Fuel Assembly Burnup vs Pin Burnup vs Local Burnup
In nuclear engineering, fuel burnup (also known as fuel utilization) is a measure of how much energy is extracted from a nuclear fuel and a measure of fuel depletion. The most commonly defined as the fission energy release per unit mass of fuel in megawatt-days per metric ton of heavy metal of uranium (MWd/tHM), or similar units. Fuel burnup defines energy release as well as it defines isotopic composition of irradiated fuel. Since during refueling, every 12 to 18 months, some of the fuel – usually one third or one quarter of the core – is replaced by a fresh fuel assemblies and power distribution is not uniform in the core, reactor engineers distinguish between:
- Core Burnup.
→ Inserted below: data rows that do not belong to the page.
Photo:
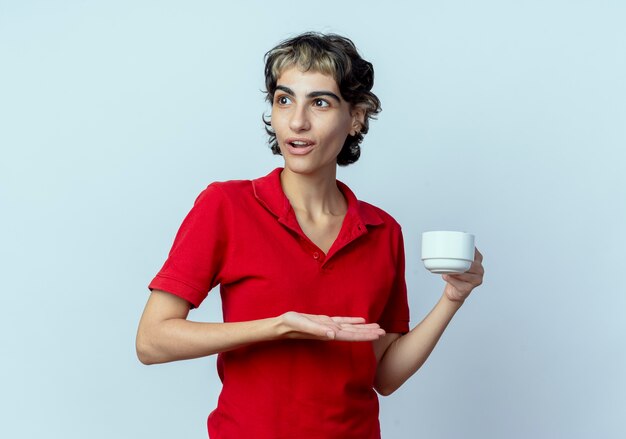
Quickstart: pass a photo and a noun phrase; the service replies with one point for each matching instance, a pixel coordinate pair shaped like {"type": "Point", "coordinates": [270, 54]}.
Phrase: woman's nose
{"type": "Point", "coordinates": [299, 119]}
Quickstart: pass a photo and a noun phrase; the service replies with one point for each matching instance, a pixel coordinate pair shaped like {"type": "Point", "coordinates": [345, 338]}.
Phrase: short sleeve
{"type": "Point", "coordinates": [196, 259]}
{"type": "Point", "coordinates": [395, 317]}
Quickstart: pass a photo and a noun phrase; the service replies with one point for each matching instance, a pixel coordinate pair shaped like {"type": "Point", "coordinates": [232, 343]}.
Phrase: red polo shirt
{"type": "Point", "coordinates": [244, 236]}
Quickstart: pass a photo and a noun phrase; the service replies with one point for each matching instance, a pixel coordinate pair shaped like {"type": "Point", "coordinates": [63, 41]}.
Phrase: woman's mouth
{"type": "Point", "coordinates": [299, 146]}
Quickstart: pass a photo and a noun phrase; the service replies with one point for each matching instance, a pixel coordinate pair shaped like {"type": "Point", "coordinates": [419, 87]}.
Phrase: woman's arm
{"type": "Point", "coordinates": [165, 334]}
{"type": "Point", "coordinates": [401, 356]}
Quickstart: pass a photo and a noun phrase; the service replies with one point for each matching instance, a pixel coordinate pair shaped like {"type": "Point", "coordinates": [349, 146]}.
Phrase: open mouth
{"type": "Point", "coordinates": [299, 144]}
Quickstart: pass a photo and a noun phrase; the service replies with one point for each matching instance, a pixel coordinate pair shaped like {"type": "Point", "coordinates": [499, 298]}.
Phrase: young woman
{"type": "Point", "coordinates": [312, 281]}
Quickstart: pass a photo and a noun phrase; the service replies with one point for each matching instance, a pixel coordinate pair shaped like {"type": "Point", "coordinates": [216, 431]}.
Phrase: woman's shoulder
{"type": "Point", "coordinates": [374, 211]}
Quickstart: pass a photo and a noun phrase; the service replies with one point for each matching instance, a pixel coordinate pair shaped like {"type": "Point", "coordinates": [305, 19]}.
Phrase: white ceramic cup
{"type": "Point", "coordinates": [447, 252]}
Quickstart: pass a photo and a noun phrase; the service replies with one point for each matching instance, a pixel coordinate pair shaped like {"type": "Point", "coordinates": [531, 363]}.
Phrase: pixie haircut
{"type": "Point", "coordinates": [332, 55]}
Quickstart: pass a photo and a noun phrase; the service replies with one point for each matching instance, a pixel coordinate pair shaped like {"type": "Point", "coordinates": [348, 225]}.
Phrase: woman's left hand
{"type": "Point", "coordinates": [459, 286]}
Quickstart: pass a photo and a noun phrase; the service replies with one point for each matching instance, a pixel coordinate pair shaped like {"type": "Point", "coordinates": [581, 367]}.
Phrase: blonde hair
{"type": "Point", "coordinates": [331, 55]}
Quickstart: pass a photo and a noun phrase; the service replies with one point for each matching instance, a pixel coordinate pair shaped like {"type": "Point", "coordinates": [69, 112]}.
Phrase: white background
{"type": "Point", "coordinates": [501, 118]}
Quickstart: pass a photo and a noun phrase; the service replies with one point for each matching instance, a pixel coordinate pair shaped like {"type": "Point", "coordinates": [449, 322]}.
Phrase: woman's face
{"type": "Point", "coordinates": [311, 121]}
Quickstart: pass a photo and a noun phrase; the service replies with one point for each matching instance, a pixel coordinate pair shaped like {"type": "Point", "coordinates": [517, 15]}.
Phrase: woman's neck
{"type": "Point", "coordinates": [314, 194]}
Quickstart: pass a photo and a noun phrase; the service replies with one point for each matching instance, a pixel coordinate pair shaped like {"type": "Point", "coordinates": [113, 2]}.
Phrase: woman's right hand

Averaged burnup over entire core (i.e. over all fuel assemblies). For example – BUcore = 25 000 MWd/tHM
- Fuel Assembly Burnup. Averaged burnup over single assembly (i.e. over all fuel pins of a single fuel assembly). For example – BUFA = 40 000 MWd/tHM
- Pin Burnup. Averaged burnup over single fuel pin or fuel rod (over all fuel pellets of a single fuel pin). For example – BUpin = 45 000 MWd/tHM
- Local or Fine Mesh Burnup. Burnup significantly varies also within single fuel pellet. For example, the local burnup at the rim of the UO2 pellet can be 2–3 times higher than the average pellet burnup. This local anomaly causes formation of a structure known as High Burnup Structure.